Two corners of an isosceles triangle are at (8 ,3 ) and (5 ,4 ). If the triangle's area is 4 , what are the lengths of the triangle's sides?

1 Answer
Jun 27, 2016

The length of the sides are sqrt 10, sqrt 10, sqrt 8 and the points are (8,3), (5,4) and (6,1)

Explanation:

Let the points of the triangle be (x_1,y_1),( x_2, y_2),( x_3, y_3).

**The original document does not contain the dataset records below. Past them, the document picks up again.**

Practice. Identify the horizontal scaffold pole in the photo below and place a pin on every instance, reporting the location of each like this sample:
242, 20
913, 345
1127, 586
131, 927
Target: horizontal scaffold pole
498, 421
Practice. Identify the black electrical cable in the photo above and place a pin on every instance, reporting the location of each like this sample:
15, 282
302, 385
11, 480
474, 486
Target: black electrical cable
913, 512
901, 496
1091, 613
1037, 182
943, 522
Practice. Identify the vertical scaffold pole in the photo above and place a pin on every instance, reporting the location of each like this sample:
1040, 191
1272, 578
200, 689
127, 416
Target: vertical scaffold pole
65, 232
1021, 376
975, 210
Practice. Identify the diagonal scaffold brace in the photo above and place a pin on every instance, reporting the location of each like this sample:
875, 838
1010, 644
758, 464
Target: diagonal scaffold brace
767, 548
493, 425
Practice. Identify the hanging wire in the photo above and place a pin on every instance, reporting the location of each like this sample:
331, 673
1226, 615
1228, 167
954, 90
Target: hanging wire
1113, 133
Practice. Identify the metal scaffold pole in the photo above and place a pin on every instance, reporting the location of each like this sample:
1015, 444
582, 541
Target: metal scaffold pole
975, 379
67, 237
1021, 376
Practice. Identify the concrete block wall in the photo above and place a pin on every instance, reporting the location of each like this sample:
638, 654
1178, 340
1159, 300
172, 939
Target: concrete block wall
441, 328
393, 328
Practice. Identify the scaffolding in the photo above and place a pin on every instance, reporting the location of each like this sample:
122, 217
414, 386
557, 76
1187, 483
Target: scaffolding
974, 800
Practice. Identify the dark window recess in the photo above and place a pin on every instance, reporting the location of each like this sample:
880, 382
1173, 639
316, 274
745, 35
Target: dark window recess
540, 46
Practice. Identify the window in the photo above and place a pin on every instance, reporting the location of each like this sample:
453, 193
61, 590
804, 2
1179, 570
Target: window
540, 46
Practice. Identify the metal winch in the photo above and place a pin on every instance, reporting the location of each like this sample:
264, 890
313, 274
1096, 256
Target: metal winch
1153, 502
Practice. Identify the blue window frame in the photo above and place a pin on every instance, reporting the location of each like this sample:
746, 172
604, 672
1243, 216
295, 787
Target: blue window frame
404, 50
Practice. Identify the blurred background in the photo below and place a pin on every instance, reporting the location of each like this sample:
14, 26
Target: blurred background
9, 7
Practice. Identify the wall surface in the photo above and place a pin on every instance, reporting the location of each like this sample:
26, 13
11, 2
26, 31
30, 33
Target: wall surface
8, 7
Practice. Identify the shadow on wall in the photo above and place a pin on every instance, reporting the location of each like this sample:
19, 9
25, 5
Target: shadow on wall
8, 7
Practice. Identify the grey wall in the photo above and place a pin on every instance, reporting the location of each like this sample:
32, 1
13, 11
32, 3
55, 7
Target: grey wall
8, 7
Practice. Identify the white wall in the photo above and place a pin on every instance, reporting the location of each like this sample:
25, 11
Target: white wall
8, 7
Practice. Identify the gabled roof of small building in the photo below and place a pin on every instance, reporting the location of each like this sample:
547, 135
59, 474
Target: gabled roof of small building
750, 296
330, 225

Area of triangle is A = ((x_1(y_2 – y_3) + x_2(y_3 – y_1) + x_3(y_1 – y_2))/2)

Given A = 4, (x_1,y_1) = (8,3), (x_2, y_2) = (5,4)

Substituting we have the below Area equation:

((8(4 – y_3) + 5(y_3 – 3) + x_3(3 – 4))/2 )= 4

((8(4 – y_3) + 5(y_3 – 3) + x_3(3 – 4)) = 8

(32 – 8y_3) + (5y_3 – 15) + (-1x_3) = 8

17 – 3y_3 -x_3 = 8

– 3y_3 -x_3 = (8-17)

– 3y_3 -x_3 = -9

3y_3 + x_3 = 9 ----> Equation 1

Distance between points (8,3), (5,4) using distance formula is

sqrt ( (8-5)^2+(3-4)^2) = sqrt ( 3^2+(-1)^2) = sqrt 10

Distance between points (x_3,y_3), (5,4) using distance formula is
sqrt ((x_3 -5)^2 + (y_3 - 4)^2) = sqrt 10

Squaring both sides and subsituting x_3 = 9 - 3y_3 from equation 1, we get a quadratic equation.

(9-3y_3 - 5)^2 + (y_3 - 4 )^ 2 = 0

(4-3y_3)^2 + (y_3 - 4 )^ 2 = 0

Factorizing this, we get (y-1)(10y-22) = 0

y = 1 or y = 2.2 . y=2.2 can be discarded. Hence, the third point has to be (6,1).

By calculating the distances for points (8,3), (5,4) and (6,1), we get sqrt 8 for the length of the base.